Время от времени какой-нибудь живший в северном направлении автомобиль громко сигналил, приближаясь к обычно безлюдному пешеходному мосту над шоссе. Хейнсуигл понимал почему.
Ехавшие внизу люди, должно быть, думали: что делает там в одиночестве какой-то тип в унылой маске Ричарда Никсона? И если так думали, то были правы только наполовину.
Дэвид Хейнсуигл действительно надел маску Никсона, но он не находился в одиночестве. Общество у него имелось.
Начался третий сюжет, и он был необычным — ярким, эффектным, чертовски драматичным.
И игралась еще одна интересная роль: бухгалтера, которому незачем жить, нечего терять, но державшегося очень вызывающе.
На бетоне у его ног неподвижно лежал восемнадцатилетний школьник. Бедняга был мертв, истек кровью из перерезанного горла. Он не мог уяснить, что нужно взаимодействовать и делать то, что сказано. Рядом с ним, прислонившись к стене, из-за которой ее никто не видел с шоссе, сидела девушка.
Девушка была еще жива. Одна ее маленькая рука лежала на коленях; другая, примкнутая наручниками к перилам, вяло поднималась над головой. Над верхней губой, над клейкой лентой обмотанной вокруг головы и закрывающей рот, выступили капельки пота.
Дэвид Хейнсуигл посмотрел на девушку: глаза ее были вытаращены, она дрожала, как наркоманка.
— Как дела? Ты все еще со мной?
Девушка либо не слышала, либо пропустила вопрос мимо ушей. Впрочем, ее ответ не слишком интересовал Дэвида Хейнсуигла.
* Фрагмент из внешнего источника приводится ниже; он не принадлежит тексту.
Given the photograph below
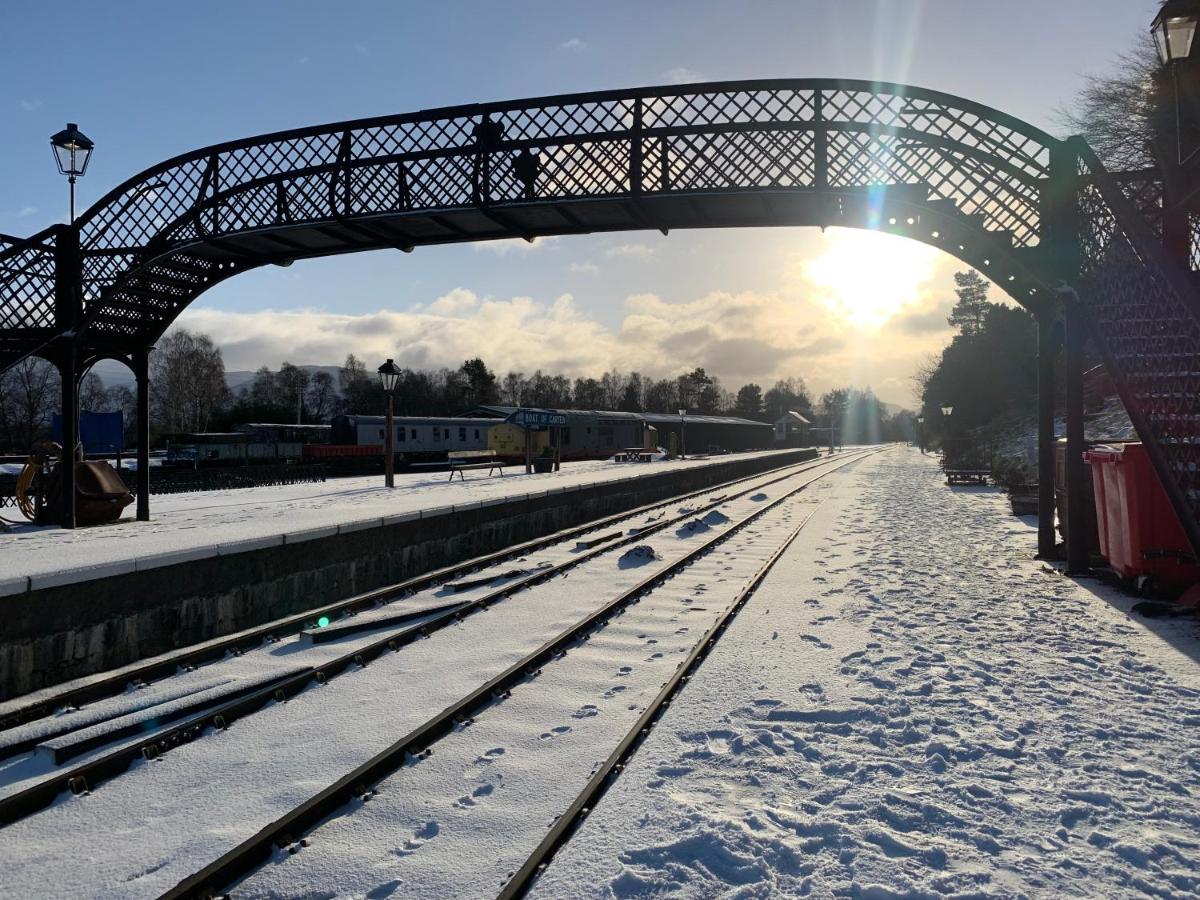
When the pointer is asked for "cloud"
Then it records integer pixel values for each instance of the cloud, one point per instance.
(634, 251)
(513, 245)
(741, 336)
(682, 75)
Он снова посмотрел на поток машин на шоссе, рассчитывая скорость, расстояние и нужный момент. Третий сюжет будет представлять собой нечто особенное.
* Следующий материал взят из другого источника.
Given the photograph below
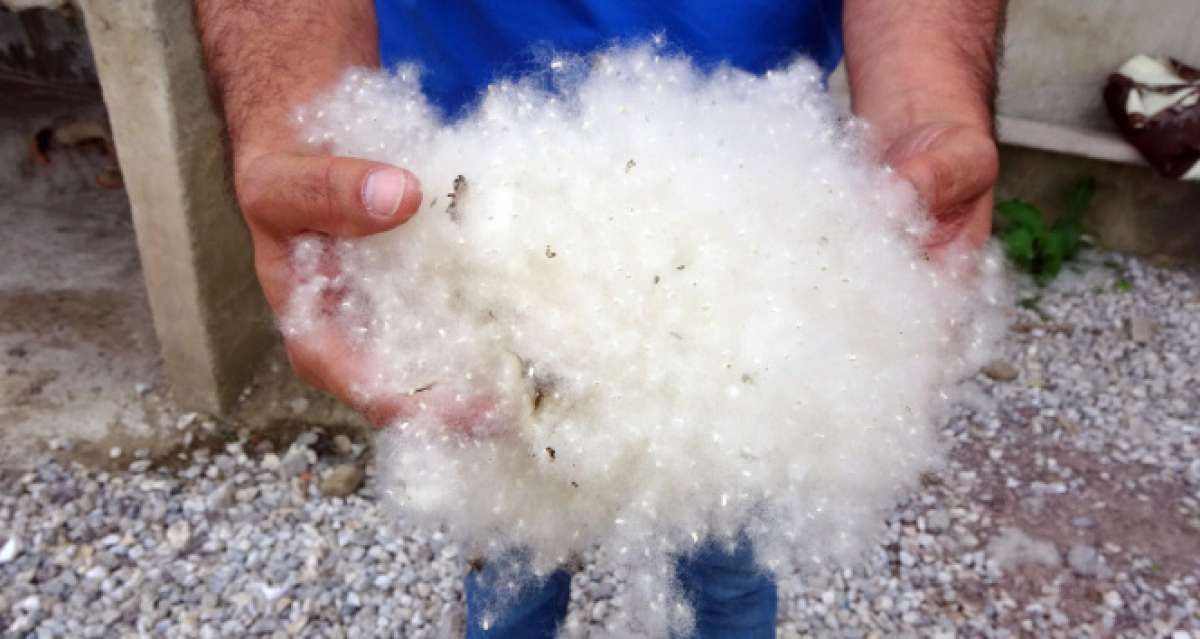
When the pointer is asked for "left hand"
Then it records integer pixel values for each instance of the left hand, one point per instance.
(953, 167)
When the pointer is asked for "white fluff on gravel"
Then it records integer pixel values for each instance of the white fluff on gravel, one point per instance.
(694, 305)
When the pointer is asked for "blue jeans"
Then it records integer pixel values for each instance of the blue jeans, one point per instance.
(731, 596)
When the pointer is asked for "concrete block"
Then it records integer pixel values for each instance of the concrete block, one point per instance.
(210, 318)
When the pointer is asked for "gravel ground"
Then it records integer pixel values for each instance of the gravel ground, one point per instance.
(1069, 507)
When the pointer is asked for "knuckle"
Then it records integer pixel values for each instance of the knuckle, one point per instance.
(300, 362)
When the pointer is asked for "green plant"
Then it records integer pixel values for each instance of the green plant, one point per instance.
(1035, 246)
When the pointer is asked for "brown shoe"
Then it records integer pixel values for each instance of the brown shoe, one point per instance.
(1156, 105)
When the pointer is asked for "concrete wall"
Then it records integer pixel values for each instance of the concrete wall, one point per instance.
(209, 314)
(1059, 53)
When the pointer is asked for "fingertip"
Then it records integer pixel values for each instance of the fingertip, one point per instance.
(391, 193)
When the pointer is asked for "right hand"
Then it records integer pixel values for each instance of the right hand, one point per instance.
(287, 193)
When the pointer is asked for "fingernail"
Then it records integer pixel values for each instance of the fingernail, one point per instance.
(383, 190)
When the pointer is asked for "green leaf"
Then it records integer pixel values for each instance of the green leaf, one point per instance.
(1053, 254)
(1079, 196)
(1019, 245)
(1019, 214)
(1069, 232)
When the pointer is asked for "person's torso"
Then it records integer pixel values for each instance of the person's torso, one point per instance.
(465, 45)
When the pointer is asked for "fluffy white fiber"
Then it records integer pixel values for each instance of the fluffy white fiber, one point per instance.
(694, 305)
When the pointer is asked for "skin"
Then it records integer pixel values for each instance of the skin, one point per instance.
(922, 72)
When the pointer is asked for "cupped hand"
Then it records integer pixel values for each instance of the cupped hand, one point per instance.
(953, 167)
(287, 193)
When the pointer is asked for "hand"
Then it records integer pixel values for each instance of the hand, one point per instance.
(923, 73)
(953, 167)
(288, 193)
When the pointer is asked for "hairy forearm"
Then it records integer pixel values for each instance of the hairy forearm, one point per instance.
(269, 57)
(909, 60)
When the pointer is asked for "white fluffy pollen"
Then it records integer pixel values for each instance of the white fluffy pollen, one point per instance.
(676, 305)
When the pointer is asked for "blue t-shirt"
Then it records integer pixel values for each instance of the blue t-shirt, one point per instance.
(462, 46)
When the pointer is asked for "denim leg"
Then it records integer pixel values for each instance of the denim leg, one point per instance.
(732, 597)
(534, 611)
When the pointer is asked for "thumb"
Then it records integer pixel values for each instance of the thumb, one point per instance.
(288, 193)
(949, 165)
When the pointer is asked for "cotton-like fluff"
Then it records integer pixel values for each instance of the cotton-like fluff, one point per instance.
(682, 305)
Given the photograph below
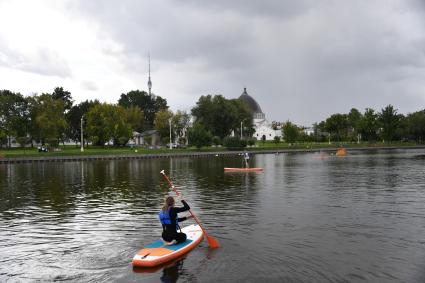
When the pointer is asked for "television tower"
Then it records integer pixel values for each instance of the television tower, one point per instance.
(149, 80)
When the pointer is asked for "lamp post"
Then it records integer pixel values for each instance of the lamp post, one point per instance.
(241, 129)
(82, 136)
(169, 121)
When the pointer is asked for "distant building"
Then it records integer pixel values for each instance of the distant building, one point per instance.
(263, 128)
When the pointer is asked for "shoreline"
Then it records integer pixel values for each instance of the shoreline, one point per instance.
(70, 158)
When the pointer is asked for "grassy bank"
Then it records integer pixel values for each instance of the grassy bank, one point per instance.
(92, 150)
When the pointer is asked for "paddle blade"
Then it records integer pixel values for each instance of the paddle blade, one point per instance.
(212, 242)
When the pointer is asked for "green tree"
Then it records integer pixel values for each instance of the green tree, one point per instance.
(14, 114)
(222, 116)
(290, 132)
(150, 105)
(135, 117)
(60, 94)
(162, 125)
(49, 118)
(337, 125)
(73, 118)
(180, 122)
(368, 125)
(107, 122)
(199, 136)
(416, 125)
(389, 121)
(354, 117)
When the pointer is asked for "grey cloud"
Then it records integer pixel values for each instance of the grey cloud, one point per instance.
(41, 61)
(301, 60)
(89, 85)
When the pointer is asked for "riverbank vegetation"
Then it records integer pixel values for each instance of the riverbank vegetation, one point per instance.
(52, 120)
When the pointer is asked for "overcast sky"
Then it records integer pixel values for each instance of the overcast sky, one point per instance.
(301, 60)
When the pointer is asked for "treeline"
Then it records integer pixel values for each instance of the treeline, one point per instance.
(386, 125)
(53, 118)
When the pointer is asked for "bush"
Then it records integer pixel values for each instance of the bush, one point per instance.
(216, 140)
(52, 142)
(234, 142)
(251, 141)
(199, 136)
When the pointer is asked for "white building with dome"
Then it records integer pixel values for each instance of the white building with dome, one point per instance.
(263, 128)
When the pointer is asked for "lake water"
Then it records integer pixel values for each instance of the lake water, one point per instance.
(306, 218)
Когда какой-то полный болван посигналил ему, он показал обеими руками «знак мира».[11]
— Я не обманщик, — произнес Дэвид хриплым голосом, подражая Ричарду Никсону. Он старательно отождествлял себя с Никсоном, тоже вызывающе державшимся неудачником.
Дэвид опустился на колени подле девушки. Та отодвинулась примерно на фут — больше не позволяли примкнутые к перилам наручники.
— Не трать силы. Ты в безопасности, так ведь? Пока примкнута к перилам. Подумай об этом. Все хорошо.
Он подсунул руки под тело парня, потом приподнялся с колен. Парень не мог весить больше ста пятидесяти фунтов, но казалось — в нем целая тонна. Мертвый груз не шутка.